Rachid Oucharia is secretaris van de Imam Malik moskee te Leiden en ziet in de nieuwe wet Gezichtsbedekkende kleding, ook wel het 'boerkaverbod' genoemd, vergelijkingen met de Holocaust, de massamoord op miljoenen joden tijdens de Tweede Wereldoorlog. Het meest opmerkelijk is dat de wet echter geen melding maakt van het woord 'boerka' of 'moslims', dus waar heeft hij het over? Het is werkelijk waar om te janken, maar Oucharia 'oeh sharia' doet het toch echt: hij vergelijkt
de nieuwe normen vanuit de Rijksoverheid, dat Nederlanders herkenbaar over straat gaan, met de aanvang van genocide! Bizar! Niet dat ik zit te wachten op wetgeving van kledingvoorschriften, maar de uitspraak van de secretaris van de moskee is om onpasselijk van te worden.

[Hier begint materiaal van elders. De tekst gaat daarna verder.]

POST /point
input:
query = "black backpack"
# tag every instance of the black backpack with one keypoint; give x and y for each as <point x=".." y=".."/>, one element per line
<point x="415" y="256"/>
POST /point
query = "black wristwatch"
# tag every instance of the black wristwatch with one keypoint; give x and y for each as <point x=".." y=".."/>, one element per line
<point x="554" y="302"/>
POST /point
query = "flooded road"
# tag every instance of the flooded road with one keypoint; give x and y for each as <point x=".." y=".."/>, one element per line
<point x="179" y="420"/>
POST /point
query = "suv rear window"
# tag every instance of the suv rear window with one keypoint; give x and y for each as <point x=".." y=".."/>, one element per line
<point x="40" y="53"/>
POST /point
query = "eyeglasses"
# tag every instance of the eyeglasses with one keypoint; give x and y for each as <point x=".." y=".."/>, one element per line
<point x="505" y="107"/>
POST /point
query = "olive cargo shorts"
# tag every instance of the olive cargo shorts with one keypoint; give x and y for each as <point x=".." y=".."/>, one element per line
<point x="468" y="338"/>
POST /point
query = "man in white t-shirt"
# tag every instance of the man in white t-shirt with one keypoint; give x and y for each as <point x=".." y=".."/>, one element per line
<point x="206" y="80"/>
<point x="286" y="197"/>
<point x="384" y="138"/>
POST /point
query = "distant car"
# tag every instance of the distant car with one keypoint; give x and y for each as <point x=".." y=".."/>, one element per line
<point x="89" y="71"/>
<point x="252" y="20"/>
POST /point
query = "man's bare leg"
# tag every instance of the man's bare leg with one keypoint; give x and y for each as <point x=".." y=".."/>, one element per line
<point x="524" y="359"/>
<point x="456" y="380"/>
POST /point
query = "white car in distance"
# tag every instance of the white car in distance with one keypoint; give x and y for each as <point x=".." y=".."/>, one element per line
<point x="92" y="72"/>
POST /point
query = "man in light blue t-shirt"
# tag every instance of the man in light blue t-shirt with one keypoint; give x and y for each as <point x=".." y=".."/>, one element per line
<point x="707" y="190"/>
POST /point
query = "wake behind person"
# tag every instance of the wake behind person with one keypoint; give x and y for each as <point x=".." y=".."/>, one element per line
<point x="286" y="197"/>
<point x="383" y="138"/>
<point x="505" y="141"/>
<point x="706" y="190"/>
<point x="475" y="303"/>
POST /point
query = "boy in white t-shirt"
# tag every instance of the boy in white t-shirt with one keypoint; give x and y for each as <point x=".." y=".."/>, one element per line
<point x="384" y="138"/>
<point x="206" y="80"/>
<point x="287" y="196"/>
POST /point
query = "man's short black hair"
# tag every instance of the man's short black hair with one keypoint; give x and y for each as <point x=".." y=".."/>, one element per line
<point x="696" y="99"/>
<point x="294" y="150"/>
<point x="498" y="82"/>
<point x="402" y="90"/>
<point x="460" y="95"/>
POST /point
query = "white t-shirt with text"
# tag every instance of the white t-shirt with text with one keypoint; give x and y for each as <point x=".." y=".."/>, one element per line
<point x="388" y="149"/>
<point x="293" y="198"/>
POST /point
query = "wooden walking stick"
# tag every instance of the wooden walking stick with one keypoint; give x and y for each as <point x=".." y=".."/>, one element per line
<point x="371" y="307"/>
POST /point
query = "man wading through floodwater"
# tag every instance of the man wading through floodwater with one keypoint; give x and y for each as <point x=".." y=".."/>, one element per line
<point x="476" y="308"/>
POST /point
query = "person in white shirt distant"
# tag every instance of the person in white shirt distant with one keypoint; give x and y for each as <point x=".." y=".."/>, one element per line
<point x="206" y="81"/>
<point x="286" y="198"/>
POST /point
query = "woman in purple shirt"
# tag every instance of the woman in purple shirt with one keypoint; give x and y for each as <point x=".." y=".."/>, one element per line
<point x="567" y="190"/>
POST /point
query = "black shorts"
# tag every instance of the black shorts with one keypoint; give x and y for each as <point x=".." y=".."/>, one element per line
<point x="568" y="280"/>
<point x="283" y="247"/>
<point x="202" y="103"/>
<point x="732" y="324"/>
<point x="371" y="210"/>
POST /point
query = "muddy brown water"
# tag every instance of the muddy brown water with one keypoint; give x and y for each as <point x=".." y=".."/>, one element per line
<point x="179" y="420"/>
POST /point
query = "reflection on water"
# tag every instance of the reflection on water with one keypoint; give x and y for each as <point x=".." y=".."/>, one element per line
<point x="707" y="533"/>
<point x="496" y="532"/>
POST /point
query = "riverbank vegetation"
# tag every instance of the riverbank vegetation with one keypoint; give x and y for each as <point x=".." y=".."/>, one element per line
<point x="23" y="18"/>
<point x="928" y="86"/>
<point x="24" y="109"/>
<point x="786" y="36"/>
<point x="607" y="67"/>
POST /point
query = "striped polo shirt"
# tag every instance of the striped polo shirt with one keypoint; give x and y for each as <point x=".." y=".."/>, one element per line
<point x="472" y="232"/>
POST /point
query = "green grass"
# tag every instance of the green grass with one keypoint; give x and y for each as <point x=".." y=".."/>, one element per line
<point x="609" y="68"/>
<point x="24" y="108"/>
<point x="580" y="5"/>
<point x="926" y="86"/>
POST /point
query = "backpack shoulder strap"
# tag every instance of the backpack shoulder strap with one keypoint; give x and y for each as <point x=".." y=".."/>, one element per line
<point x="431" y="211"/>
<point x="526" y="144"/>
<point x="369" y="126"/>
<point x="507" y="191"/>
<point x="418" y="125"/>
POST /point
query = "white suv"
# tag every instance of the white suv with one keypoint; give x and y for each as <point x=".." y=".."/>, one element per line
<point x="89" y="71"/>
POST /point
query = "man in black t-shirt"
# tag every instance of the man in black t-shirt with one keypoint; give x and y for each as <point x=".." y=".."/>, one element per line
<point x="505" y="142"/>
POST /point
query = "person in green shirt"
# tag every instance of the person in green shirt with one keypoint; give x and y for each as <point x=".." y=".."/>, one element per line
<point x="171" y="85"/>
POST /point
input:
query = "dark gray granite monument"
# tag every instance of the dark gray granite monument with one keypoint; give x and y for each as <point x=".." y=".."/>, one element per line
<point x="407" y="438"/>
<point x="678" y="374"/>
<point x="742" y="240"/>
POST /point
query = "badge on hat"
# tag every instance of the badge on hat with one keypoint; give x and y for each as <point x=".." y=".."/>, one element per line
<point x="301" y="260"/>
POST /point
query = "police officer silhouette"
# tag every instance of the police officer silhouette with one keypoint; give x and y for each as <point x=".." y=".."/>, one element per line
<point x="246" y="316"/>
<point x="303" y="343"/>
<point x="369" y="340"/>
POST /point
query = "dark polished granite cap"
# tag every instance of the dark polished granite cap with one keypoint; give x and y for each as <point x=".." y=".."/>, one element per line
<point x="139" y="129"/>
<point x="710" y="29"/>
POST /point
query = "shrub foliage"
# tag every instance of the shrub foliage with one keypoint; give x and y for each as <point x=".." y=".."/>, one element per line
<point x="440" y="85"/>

Nu zou hij kunnen reageren met de tegenwerping dat het simpelweg de intentie is om de boerka van de straat te krijgen. Dat is het deels ook, maar dat is iets anders dan een aanval op een bevolkingsgroep en dit als aanvang van een genocide zien. De wet draait erom dat we elkaar fatsoenlijk kunnen begroeten op straat, meer niet. Dat hoort bij een open samenleving en het is gewoonweg sneu dat daar een wet voor nodig is.

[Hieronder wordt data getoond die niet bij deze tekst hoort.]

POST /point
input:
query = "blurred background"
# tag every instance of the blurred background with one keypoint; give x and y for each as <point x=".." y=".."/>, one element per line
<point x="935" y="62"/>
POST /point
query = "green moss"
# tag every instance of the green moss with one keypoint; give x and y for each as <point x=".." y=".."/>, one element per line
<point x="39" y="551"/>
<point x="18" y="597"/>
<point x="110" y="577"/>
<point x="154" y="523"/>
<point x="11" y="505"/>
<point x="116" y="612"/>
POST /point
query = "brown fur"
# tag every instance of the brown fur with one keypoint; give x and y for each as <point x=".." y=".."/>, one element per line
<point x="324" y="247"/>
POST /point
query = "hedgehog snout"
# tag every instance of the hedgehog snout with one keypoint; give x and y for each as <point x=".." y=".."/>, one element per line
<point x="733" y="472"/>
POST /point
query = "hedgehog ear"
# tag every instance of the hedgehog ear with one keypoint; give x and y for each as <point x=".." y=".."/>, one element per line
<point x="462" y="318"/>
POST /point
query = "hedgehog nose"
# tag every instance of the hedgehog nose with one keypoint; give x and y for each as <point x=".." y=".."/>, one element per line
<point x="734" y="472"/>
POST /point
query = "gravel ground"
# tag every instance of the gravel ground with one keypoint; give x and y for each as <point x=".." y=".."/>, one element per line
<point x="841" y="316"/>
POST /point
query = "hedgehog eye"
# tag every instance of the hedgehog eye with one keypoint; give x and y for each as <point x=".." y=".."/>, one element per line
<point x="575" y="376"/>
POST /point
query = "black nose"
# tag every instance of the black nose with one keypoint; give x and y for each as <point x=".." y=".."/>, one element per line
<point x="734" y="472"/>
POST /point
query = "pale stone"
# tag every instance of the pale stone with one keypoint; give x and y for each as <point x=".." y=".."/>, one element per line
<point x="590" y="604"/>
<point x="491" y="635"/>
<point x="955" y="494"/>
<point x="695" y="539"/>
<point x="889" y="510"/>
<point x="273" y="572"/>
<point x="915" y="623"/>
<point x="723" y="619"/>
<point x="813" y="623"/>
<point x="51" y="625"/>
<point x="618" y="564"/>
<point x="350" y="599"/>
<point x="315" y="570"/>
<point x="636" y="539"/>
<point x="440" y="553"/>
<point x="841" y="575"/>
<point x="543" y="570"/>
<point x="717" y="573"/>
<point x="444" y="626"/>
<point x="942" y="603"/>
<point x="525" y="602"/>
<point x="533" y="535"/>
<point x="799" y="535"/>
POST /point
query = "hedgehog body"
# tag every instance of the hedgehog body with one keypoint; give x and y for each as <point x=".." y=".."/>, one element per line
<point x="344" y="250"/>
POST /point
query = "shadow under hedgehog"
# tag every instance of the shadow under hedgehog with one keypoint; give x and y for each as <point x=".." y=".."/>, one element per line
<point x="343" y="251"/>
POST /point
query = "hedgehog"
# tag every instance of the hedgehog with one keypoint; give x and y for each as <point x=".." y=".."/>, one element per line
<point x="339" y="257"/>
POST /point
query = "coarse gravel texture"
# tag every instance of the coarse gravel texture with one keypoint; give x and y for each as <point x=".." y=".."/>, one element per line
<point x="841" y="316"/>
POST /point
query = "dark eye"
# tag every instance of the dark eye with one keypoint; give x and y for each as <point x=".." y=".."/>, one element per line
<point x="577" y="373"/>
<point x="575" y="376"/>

Oucharia verwisselt waarschijnlijk het publieke debat over de implicaties van de wet voor de boerka in de openbare ruimte met de daadwerkelijke wet. Zijn perceptie laat dus te wensen over. Verder is het volstrekt logisch dat Nederlanders het onprettig vinden om met boerka's te worden geconfronteerd, nu we het er toch over hebben. Het is ook zeker niet hét normaal in de islamitische wereld.